Cargill to idle Texas beef plant
Cargill Inc. said on Jan. 17 that it will indefinitely idle a Texas beef processing plant that employs about 2,000 people, primarily because of a dwindling cattle supply that is largely a result of drought.
The shutdown in Plainview, Texas, appears to be the first among major U.S. beef processing plants, as the industry’s profits have been squeezed due to overcapacity.
“The idea of closing one or more of our major beef processing plants is not a big surprise,” said Derrell Peel, a livestock specialist at Oklahoma State University’s agricultural extension service. “It’s been a matter of who blinks first.”
Minnetonka-based Cargill is one of the biggest U.S. beef processors, and Plainview is home to one of the agribusiness giant’s five sprawling plants that take in live cattle and ship out boxed beef.
The same economic dynamics that led to Cargill’s Plainview closing have sent retail U.S. beef prices soaring the past two years, and no relief is in sight. Peel said retail prices could rise as much as 10 percent this year.
That would be after increases of 6.4 percent in 2011 and 10.2 percent in 2012, according to federal data.
Cattle ranchers can’t even begin to rebuild their herds — a multiyear process — until the drought subsides. “Right now, relief of the drought conditions doesn’t look very favorable this year,” Peel said.
The Plainview shutdown begins Feb. 1, though Cargill says it will take measures to preserve the plant’s “infrastructure” for potential reopening if the U.S. cattle herd rebounds. The plant in north Texas processes 4,500 head of cattle per day.
“While idling a major beef plant is unfortunate because of the resulting layoff of good people … we were compelled to make a decision that would reduce the strain created on our beef business by the reduced cattle supply,” Cargill Beef President John Keating said in a prepared statement.
The U.S. cattle herd is at its lowest level since 1952. “Increased feed costs due to the prolonged drought, combined with herd liquidations by cattle ranchers, are severely and adversely contributing to the challenging business conditions we face as an industry,” Keating said.
By idling its Plainview plant, Cargill says it can operate three of its other big beef facilities on a five-day-a-week basis more consistently.

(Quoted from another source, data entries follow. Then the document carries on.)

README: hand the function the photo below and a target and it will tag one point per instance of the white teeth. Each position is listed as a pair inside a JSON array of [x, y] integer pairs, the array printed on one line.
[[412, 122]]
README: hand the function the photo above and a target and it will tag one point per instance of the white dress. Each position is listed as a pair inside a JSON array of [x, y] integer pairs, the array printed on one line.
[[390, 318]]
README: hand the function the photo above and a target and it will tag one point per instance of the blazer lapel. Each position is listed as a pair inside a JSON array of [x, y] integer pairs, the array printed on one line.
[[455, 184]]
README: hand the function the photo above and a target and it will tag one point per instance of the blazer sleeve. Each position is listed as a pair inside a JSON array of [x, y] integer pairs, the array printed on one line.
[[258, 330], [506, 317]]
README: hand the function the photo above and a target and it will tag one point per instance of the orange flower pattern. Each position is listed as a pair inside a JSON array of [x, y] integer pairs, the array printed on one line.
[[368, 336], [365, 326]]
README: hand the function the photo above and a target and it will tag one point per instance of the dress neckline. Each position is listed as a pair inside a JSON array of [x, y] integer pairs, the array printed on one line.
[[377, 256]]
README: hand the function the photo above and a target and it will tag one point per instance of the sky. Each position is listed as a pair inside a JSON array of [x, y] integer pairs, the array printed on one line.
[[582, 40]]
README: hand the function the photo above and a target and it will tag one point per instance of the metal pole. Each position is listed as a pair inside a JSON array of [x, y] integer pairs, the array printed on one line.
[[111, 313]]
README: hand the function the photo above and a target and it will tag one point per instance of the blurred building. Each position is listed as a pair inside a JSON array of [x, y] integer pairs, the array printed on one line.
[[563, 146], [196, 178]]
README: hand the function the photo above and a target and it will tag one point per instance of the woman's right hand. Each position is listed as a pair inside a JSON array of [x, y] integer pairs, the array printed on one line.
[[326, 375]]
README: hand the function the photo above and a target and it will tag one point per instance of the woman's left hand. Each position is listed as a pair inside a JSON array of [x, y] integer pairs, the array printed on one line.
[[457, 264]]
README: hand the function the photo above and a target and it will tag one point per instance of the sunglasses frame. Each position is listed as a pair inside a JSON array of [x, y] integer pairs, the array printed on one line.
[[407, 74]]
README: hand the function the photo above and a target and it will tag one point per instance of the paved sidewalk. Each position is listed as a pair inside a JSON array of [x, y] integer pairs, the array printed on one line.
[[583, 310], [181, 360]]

Cargill plants in Friona, Texas; Dodge City, Kansas; and Fort Morgan, Colo., will receive cattle that normally would be slaughtered in Plainview.
Cargill doesn’t break out results for its myriad meat businesses, though it has noted that its U.S. beef profit margins have been under pressure. Many U.S. beef processors are suffering losses or getting poor returns on the investments, Peel said.
The U.S. cattle herd has been in a long-term decline for years, particularly since about 2007, Peel said. Since then, grain prices have shot up due to structural changes in grain markets, thus precipitously boosting the price of cattle feed.
The 2012 drought, the nation’s worst in decades, sent corn to over $8 a bushel. The heart of cattle country experienced its second straight year of very arid conditions, toasting pasture land.
Cattle graze on grass before being shipped to feedlots, and ranchers have liquidated herds as pasture dried up and feed costs soared.
Drought-ridden Texas is still the epicenter of U.S. cattle production, and Cargill is heavily represented in the state.
“There are four major beef processing plants in Texas, and we have two of them,” said Mike Martin, a Cargill spokesman. The other two are owned by giant beef processors JBS and Tyson, and they along with Cargill are competing for a shrinking cattle supply, he said.